IRW began as a three-man start-up in Paisley, but Mr Warnock hedged his bets by simultaneously accepting an interim directorship at busmaker Walter Alexander, departing on its sale by Mayflower, then writing his technical sequel, entitled Manufacturing and Business Excellence.

"We gradually grew the team, and only when the business was there," he says. The firm's reputation grew steadily on the back of projects such as the Scottish Property Network for the Strathclyde region, and an unlikely piece of blue-sky technology involving curtains. "We developed a system for Texstyle World which saved them about 20% on manufacturing costs, Marks & Spencer had nothing like it and it took them about four years to catch up."

He goes on: "Historically, a lot of our business was purely word of mouth - we never really advertised - but we then developed market-leading expertise on how to market ourselves on the internet."

The firm's track record, alongside promotional events in Scotland and London, attracted the likes of Nato. Using Microsoft SharePoint, where IRW has the partner status normally reserved for the giants, it has developed a shipping centre website to help Nato combat piracy around the world. "It has to do with logging and reporting information from a multitude of organisations about suspected piracy, managing and sharing that data with public and military organisations," the founder explains.

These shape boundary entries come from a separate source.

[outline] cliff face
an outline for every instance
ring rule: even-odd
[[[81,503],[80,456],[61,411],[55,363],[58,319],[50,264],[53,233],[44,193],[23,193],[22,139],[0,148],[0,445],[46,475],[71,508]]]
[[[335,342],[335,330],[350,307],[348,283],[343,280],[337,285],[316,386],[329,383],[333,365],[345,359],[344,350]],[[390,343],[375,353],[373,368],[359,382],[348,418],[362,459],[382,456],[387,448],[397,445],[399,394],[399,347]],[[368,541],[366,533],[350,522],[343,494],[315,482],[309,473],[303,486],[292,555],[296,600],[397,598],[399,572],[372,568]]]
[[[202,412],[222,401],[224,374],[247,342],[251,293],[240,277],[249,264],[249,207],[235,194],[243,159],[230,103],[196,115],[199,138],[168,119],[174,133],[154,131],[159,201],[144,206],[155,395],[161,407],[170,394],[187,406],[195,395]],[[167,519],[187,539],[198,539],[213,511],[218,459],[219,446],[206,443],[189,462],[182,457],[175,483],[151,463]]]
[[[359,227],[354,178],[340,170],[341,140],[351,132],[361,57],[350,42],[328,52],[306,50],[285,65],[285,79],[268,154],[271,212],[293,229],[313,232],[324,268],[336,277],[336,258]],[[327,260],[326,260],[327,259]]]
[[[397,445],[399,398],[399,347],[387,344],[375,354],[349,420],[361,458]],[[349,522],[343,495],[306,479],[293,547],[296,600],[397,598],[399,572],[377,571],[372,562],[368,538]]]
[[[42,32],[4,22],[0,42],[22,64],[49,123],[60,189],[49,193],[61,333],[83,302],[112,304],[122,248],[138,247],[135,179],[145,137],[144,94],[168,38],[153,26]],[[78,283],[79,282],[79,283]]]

Another SharePoint project saw IRW help the British Library develop an online portal for use by the public, and an expertise that is exported around the world.

ScottishPower, Babcock, BAE Systems and even Edinburgh's trams have benefited from the IRW effect, with tram managers TIE badly needing a document management system, Mr Warnock recalls: "The project may not have been an economic success but I think it would have been a lot worse without all the information systems."

He adds: "We are very responsive and deliver quickly...our way in to the Student Loans Company was when a much larger provider said they couldn't deliver the required system in the timescale - we delivered in less time and on budget and got some praise from a Scottish minister for that."

When the financial crash came, IRW was lightly exposed to the sector and was making inroads into oil and gas, and the NHS. Mr Warnock says: "From the health service through to private businesses, it is about finding where there are bottlenecks and looking at the root causes of slowdowns and inefficiencies."

Mobile applications for use in the field have been high on the firm's agenda since 2000, giving it a competitive edge in enabling the likes of Glasgow-based McCurrach to offer market-leading sales and marketing resources, or Ayrshire-based Land Engineering to manage its mobile gritting teams in the UK.

The only brake on IRW's growth may be local skills, Mr Warnock admits. "The universities at the moment are still producing graduates who cover a general syllabus, but they will probably need three or four years of skill development to bring them to our level. But our turnover is very low, through the way we both value and reward our staff."